Hometown Legend: Doc Watson Dead at 89

Hometown Legend: Doc Watson Dead at 89

Boone, North Carolina is a college town of about 14,000 nestled in the Blue Ridge Mountains, and except for an unfortunate sidetrack to Los Angeles for, oh, about nine years, this has been my home since 1993 — and Doc Watson is our legend. There’s a statue of him in our lovely little tourist trap of a downtown and all kinds of places are named after him, something I think we’re going to see more of now that he’s gone.

Bluegrass, folk, country, and blues are not my kinds of music, so I never had the privilege of seeing Watson play live, but here in what we call the High Country, we sure are proud to have a nationally celebrated, multi-Grammy winning legend to call our very own.

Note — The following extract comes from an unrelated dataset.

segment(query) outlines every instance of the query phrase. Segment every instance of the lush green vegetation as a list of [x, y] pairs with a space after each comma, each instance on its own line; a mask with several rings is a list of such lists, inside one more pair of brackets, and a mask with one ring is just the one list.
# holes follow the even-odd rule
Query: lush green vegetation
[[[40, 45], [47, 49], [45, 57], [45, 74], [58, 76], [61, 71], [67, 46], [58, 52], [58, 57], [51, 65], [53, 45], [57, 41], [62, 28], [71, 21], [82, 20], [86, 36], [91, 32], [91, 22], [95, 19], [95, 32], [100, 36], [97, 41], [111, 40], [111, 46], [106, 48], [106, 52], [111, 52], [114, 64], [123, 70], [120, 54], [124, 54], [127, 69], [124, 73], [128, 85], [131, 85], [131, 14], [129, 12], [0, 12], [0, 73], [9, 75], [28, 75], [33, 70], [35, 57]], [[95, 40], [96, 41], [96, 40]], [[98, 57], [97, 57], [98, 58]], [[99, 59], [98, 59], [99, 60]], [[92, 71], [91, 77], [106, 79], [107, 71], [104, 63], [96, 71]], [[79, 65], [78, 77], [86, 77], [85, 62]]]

There are all kinds of obituaries out there, but I thought it appropriate to excerpt and link Anna Oakes’ write up in the Watauga Democrat, our local Monday-Wednesday-Friday newspaper:

Arthel Lane “Doc” Watson, an eight-time Grammy Award winner, National Medal of Arts honoree and recipient of the National Heritage Fellowship, died Tuesday, May 29, at Baptist Medical Center in Winston-Salem at the age of 89.

Watson was born in Deep Gap on March 3, 1923, and was a lifetime resident of the small Watauga County community. …

Watson’s flat-picking and finger-picking styles have influenced many a guitarist, and his soulful vocal renderings of blues, country, gospel and folk tunes have introduced countless people across the world to the music of Appalachia.

His late son, Merle Watson, was a skilled guitar and banjo picker in his own right, and father and son toured the nation together. After Merle died in a tragic tractor accident in 1985, the Merle Watson Memorial Festival (now MerleFest) was first held in his honor in 1988. Today, the festival held in Wilkesboro is one of the premier traditional, bluegrass and Americana music festivals in the world. …

Although Watson was not a prolific songwriter, he and Rosa Lee co-wrote “Your Long Journey,” which was featured on the Grammy-winning album “Raising Sand” by Robert Plant and Alison Krauss.

The first stanzas of the song begin:

Now we must part
And as the angels come and call for you
The pains of grief tug at my heart

Oh my darling
Oh my darling
My heart breaks as you take your long journey.”